Michael Reidy’s The Rock Pool is suffused with nostalgia, the aching remembrance of rose-tinted, irrecoverable time, the bitter-sweet longing for a return home. ‘Home’ in the novel is not that of the narrator, Nick Lucas, but the beach house at Fulmar Point of his friend, Jack Amiche, his two sisters and their parents, where Nick spends magical summers during his teens.
The setting is one of the joys of this fine book. It teems with rich images and with sounds and scents and textures, redolent of this enchanted Atlantic beach: the fine white sand, bare feet in the cold running waves, the pyrotechnics of a storm, clam chowder, crabs simmering in a cauldron, the smell of the driftwood fire, ozone and wet sand.
This being a Reidy novel, there is an enigmatic female at the heart of things.

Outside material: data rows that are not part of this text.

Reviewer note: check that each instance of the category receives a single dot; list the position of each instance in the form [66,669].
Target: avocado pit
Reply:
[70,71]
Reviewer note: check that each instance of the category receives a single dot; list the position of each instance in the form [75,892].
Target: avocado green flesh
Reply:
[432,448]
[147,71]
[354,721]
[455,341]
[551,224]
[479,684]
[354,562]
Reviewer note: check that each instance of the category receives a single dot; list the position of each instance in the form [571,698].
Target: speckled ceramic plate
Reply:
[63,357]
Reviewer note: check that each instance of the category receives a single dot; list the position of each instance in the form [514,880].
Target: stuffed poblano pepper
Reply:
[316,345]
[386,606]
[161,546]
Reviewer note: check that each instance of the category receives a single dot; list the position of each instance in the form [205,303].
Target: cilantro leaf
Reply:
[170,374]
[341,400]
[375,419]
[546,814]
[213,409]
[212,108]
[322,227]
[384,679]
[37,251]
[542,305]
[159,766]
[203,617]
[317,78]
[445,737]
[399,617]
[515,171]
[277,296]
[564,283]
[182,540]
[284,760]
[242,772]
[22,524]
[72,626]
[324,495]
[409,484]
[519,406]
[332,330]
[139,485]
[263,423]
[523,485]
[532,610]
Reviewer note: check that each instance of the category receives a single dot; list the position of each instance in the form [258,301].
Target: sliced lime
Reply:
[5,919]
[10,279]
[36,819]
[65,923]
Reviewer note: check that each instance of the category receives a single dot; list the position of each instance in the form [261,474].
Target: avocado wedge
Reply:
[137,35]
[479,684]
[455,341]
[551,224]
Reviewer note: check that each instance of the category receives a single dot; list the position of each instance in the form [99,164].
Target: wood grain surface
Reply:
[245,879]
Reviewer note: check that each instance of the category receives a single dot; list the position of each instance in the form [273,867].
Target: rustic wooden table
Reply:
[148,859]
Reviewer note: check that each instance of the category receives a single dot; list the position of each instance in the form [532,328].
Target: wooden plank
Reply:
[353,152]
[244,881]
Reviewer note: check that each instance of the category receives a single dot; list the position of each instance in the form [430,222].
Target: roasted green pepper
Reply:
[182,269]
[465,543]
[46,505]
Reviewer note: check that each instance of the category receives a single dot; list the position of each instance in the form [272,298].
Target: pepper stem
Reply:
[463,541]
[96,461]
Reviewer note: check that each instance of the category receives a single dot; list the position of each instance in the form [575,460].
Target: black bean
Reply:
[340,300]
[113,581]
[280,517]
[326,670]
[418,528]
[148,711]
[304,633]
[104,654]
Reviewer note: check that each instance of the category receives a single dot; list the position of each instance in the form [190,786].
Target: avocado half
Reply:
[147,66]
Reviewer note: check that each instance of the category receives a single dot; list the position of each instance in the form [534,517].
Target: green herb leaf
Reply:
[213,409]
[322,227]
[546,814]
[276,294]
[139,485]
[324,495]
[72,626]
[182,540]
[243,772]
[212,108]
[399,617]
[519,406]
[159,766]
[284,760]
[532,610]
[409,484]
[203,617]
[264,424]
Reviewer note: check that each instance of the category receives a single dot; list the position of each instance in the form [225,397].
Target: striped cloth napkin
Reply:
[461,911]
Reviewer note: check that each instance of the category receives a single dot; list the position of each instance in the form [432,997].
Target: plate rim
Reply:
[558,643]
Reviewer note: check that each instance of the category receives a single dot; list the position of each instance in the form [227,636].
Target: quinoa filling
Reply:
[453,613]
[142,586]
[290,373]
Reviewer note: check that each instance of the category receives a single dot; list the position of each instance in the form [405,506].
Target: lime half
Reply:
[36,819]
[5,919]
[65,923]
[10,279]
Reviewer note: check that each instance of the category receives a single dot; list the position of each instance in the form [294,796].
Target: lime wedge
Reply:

Sarah Hallam lives with her family in a huge house atop an outcrop of rocks. She is friends with Lucy and is a frequent visitor to the Amiche’s house along the beach. Almost inevitably, Nick falls in love with her. Whether or not she will come to reciprocate Nick’s feelings is a key strand in the novel. She seems to extend and withdraw her affection wilfully. Is she playing him along or is there some hidden reason for the way in which she allows glimpses of her inner self and then closes down?
A pervading image is the eponymous rock pool. Sarah is often seen by the highest pool among the rocks, studying the marine life within. At first glance, the organisms in this little world seem silent, serene and stable but every so often there is a flurry of vicious activity and it becomes clear that this is a miniature universe of predators and prey, dangerous despite its strange beauty. There is a similar use of the rock pool image in Virginia Woolf’s The Waves.
We learn gradually that all three girls suffer an inner darkness despite the appearance of confidence. I will not go into detail here for fear of inadvertent spoilers. Suffice it to say, that their psychological profiles are credible and sensitive.
The boys’ idyll is not without its clouds. Their animal spirits are radiant as they run or swim or catch crabs or dig for clams or, best of all, ride the rushing ebb tide on inflated inner tubes, out of the estuary and round to the ocean shore. The joyous exuberance of youth in such a setting left me feeling a little envious, though Nick and Jack’s teenage years are overshadowed by the draft, national service in an unwinnable war, whereas my peers and I were spared national service by eight years. Sometimes the girls are included in these escapades but, in the end, the future encroaches, vast and unknowable, like the ocean itself.
In literature, the American Dream always resolves into the elegiac. It is not that the characters meet with failure – Nick and Sarah particularly enjoy a measure of material success – but there is an absence of fulfilment. Again, I mustn’t say any more except to say that there is a surprise in the dénouement which will smack you between the eyes, so startling and unexpected is it. Things fall into place retrospectively and the enigma is unlocked.
This is a complex novel and yet it reads easily and conjures up one’s own memories of lost time, like stirring a rock pool with a stick.